After leaving court, Cunningham said he planned to be back out again Thursday, handing out edible marijuana items. He said he believes police were confused and they'll resolve the matter in court.
He said he believes what he's doing is legal.
However, he didn't get back to work Thursday -- later Cunningham tweeted that his arrest was a minor setback and he'd be back on the streets Saturday.
According to a post by DCist this fall, the owner of Kush Gods -- who declined to give his name to the blog -- moved from L.A. to D.C. over the summer, hoping to capitalize on D.C.'s changing legal landscape regarding marijuana, and was accepting donations for the pot-laced treats.
Possession of marijuana and home cultivation were legalized in the District earlier this year for people 21 and older -- but the laws don't allow anyone to sell or trade marijuana for goods or services. In addition, Congress banned the District from creating laws to permit or regulate the legal sale of pot.

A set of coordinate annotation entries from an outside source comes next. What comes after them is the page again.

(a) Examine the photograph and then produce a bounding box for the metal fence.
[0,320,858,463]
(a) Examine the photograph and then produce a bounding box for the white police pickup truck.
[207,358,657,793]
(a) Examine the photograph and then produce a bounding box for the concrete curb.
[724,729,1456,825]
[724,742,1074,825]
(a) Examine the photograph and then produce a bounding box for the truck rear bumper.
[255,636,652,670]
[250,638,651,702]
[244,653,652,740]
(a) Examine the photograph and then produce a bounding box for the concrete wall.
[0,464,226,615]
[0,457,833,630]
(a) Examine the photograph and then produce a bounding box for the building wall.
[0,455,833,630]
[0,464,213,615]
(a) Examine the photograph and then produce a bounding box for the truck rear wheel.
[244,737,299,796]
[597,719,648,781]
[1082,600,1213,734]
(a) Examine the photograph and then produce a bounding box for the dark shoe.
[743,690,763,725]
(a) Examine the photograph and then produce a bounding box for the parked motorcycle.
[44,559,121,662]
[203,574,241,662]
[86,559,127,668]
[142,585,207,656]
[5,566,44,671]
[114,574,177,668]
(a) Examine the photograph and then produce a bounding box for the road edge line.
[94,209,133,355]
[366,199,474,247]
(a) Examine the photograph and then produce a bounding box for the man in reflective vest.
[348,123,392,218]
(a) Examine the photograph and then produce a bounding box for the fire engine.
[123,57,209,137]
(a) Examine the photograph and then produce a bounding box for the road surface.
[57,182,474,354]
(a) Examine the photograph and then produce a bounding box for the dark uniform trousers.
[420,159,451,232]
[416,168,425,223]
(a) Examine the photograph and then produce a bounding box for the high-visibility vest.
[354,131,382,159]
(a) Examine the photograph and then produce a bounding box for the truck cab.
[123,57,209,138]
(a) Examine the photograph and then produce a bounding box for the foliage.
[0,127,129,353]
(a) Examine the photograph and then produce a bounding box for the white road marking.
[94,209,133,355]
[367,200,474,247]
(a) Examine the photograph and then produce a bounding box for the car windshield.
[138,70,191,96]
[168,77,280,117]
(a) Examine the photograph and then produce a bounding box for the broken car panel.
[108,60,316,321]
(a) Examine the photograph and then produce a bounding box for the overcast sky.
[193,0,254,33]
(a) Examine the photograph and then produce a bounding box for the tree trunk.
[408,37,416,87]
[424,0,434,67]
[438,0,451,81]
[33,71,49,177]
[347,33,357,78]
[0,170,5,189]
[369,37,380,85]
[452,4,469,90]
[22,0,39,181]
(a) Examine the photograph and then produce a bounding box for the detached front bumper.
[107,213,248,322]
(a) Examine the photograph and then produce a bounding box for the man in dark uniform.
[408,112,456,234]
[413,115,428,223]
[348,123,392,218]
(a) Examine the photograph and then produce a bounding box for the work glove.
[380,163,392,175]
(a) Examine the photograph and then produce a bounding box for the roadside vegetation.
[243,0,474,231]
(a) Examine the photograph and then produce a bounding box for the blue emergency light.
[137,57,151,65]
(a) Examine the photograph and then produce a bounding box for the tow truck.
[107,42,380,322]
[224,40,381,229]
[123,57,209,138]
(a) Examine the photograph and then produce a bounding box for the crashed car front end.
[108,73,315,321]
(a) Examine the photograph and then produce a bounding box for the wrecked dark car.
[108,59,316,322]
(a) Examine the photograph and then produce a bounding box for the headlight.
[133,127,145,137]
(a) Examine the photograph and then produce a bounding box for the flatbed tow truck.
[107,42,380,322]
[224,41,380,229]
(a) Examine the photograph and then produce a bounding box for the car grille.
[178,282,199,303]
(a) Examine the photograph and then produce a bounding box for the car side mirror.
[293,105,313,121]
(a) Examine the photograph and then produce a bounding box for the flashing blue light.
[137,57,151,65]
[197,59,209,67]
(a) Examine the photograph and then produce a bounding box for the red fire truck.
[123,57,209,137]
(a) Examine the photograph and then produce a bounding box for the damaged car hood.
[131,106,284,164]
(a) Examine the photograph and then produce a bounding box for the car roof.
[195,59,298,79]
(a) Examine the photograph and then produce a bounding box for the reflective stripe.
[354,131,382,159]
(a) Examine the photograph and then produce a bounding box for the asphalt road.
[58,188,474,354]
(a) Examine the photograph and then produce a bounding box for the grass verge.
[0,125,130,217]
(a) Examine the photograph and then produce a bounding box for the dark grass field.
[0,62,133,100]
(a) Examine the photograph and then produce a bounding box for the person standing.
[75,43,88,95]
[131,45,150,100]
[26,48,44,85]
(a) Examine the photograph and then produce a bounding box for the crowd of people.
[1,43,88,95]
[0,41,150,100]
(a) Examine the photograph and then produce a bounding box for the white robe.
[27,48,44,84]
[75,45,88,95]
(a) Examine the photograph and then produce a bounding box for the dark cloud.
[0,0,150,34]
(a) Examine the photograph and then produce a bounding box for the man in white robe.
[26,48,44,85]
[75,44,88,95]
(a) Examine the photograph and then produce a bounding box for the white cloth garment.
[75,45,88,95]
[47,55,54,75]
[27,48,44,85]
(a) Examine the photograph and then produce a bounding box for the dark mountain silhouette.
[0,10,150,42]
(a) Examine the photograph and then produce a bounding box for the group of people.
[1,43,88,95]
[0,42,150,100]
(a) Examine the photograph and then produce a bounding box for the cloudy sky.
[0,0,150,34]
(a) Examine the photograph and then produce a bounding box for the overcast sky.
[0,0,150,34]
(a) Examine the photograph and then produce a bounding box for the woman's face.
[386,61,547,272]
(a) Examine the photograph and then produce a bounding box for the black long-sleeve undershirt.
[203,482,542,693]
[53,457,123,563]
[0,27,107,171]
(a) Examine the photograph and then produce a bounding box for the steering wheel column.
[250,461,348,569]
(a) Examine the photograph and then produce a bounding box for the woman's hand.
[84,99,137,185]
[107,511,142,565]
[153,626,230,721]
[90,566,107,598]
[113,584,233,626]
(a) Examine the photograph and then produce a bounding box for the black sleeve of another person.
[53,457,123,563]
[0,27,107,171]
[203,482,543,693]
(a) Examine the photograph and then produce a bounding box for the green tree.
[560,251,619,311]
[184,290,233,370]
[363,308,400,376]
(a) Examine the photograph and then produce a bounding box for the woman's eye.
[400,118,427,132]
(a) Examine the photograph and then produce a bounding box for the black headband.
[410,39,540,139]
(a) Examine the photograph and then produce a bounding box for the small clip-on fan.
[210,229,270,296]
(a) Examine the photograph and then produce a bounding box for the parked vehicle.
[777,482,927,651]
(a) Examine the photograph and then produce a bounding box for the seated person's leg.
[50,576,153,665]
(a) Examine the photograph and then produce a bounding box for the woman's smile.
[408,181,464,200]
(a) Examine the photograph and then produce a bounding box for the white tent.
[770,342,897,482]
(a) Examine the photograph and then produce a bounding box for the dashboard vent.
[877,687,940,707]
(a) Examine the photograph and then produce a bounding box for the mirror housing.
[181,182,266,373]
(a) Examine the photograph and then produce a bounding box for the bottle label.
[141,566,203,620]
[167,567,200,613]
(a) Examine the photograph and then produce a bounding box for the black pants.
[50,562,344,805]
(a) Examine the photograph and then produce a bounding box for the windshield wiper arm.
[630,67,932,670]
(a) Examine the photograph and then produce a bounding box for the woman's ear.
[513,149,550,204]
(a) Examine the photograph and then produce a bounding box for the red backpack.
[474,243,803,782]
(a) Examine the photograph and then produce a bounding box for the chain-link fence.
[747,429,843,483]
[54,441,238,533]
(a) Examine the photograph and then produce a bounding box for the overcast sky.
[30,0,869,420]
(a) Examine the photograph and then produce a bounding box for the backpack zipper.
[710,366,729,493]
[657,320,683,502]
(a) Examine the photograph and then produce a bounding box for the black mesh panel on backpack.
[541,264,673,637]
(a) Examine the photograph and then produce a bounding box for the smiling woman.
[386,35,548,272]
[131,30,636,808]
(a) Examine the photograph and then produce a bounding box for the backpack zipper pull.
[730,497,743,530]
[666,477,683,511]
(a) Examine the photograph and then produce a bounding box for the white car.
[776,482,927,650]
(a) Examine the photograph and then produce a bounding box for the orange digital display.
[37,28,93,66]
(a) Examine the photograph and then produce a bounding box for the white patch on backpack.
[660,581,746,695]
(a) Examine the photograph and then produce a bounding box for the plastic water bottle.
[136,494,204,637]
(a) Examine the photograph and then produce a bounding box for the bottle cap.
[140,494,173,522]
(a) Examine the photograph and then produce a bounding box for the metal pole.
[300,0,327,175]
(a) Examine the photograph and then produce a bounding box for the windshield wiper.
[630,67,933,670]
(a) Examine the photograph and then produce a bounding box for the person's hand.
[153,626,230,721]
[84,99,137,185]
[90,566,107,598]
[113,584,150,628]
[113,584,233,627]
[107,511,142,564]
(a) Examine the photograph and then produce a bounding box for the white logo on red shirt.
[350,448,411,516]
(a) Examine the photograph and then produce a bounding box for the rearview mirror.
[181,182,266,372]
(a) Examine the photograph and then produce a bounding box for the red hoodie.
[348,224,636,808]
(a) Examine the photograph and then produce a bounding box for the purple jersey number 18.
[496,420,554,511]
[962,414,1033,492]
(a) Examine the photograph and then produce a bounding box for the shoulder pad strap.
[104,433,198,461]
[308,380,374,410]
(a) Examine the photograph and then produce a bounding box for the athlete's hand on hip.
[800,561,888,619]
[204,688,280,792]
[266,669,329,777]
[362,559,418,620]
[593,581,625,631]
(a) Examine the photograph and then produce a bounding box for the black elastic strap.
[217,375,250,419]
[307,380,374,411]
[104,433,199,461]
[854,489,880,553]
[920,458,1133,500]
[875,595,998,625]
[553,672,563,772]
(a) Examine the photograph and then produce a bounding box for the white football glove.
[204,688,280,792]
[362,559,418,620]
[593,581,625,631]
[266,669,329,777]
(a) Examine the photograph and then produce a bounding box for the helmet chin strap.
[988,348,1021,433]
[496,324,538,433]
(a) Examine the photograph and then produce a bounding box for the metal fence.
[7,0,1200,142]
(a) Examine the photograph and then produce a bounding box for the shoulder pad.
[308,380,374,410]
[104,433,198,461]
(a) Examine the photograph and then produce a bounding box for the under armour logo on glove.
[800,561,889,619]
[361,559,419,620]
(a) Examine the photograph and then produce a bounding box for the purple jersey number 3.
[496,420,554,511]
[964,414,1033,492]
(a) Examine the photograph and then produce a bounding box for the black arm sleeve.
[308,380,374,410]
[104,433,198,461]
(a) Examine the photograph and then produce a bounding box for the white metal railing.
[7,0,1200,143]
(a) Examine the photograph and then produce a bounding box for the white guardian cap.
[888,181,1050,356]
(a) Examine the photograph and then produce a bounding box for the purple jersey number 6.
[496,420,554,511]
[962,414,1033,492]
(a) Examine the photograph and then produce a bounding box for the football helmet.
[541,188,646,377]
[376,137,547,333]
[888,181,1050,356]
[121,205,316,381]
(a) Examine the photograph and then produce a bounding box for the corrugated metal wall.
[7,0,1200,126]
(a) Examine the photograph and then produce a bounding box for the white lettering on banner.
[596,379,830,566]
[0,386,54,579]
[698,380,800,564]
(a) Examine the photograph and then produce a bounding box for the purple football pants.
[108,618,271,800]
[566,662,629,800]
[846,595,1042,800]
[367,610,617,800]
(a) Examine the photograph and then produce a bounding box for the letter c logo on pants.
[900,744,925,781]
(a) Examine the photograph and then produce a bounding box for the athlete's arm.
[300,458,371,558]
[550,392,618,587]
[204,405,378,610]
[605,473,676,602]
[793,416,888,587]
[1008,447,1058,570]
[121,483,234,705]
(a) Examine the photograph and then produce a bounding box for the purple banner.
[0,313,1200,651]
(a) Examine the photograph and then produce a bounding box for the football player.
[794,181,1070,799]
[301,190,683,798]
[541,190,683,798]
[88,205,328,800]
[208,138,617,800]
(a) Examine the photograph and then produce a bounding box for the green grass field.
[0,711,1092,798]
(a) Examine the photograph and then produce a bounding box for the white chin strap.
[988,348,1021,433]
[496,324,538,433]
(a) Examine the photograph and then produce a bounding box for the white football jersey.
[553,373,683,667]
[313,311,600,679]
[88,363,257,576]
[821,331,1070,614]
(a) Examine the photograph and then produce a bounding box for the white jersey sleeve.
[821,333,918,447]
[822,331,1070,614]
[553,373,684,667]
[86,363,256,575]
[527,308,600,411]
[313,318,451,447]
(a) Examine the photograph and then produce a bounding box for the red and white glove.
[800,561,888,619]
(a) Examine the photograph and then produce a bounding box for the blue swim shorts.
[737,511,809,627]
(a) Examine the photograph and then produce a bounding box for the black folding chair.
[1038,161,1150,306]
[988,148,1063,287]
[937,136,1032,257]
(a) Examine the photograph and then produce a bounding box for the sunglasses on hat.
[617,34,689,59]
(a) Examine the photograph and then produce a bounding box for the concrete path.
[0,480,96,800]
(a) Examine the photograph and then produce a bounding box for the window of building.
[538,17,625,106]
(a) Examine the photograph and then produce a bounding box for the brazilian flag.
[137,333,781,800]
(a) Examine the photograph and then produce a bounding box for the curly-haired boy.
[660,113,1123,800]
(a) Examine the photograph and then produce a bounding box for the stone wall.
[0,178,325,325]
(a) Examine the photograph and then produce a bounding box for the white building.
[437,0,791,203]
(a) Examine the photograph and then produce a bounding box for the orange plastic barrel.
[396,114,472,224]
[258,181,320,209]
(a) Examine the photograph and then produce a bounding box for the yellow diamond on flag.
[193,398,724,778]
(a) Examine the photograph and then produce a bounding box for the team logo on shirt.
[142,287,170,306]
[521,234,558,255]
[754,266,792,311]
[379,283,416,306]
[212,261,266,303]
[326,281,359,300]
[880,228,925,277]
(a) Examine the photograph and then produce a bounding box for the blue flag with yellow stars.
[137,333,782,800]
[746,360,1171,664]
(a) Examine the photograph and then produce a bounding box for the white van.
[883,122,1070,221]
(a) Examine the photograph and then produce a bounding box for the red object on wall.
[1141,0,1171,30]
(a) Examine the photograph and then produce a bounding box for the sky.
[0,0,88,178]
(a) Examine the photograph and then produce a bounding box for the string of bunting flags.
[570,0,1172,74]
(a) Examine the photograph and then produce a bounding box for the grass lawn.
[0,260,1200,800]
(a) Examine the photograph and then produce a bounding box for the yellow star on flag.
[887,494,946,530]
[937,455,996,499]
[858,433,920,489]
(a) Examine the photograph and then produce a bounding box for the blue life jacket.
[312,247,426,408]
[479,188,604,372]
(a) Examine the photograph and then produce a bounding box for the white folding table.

"I don't really have a suggested donation price because I don't want to turn anyone down," the man told DCist, but also allegedly said "Brownies are ten dollars."
It is unknown whether Cunningham is the man DCist interviewed.
Police have seized three vehicles in the case.
A Twitter account purportedly representing the business, @KushGods101, includes tweets telling readers where the cars would be, similar to the Twitter accounts of food trucks.
"Headed to U street! #Kushgods," reads a tweet from Oct. 16.
"Downtown 5pm! #Kushgods," said a tweet from two days later.
"The DMV requested stronger edibles....u got em! New eddy's made with California Sap 90 percent!" says a tweet from last month.
Cunningham is facing four charges of distribution of a controlled substance; he was arrested and released Tuesday. Lidoff was issued a citation for one count each of possession and distribution.
According to a charging document obtained by News4, an undercover officer first approached Cunningham in October at a Sunoco gas station at 14th and U streets NW. The officer asked about buying cupcakes made with marijuana, and Cunningham told him he could get whatever he wanted, the document said.
Five days later, the officer texted Cunningham, and the two met in Chinatown, where the officer paid $200 for 12 brownies and a large bag of gummy bears, the document said. Police say a portion of the brownies field-tested positive for THC, the main ingredient in marijuana.
The charging document says the officer bought pot-laced foods -- including more brownies, gummy bears and rice cakes -- from Cunningham several times after that, as well as loose marijuana at least twice.
On Dec. 10, the officer texted Cunningham to buy more pot, and Cunningham told him to "meet his girl" to get it, according to the charging document. A woman gave him a plastic bag containing apparent marijuana from a Lexus decorated with an image of pot leaves and the "KUSH GODS" logo, the document said.
Outside of a D.C. courthouse Wednesday, Cunningham said he'd received no warning from police and that if he had, he would have stopped what he was doing or found another way to distribute.
However, police said they don't give warnings.
Cunningham wouldn't comment when on the fact that the charging document said some of the edibles did not contain THC. He also declined to say how much money he's been making.
The judge said Cunningham had two outstanding warrants in California, but it was not immediately known what they were for.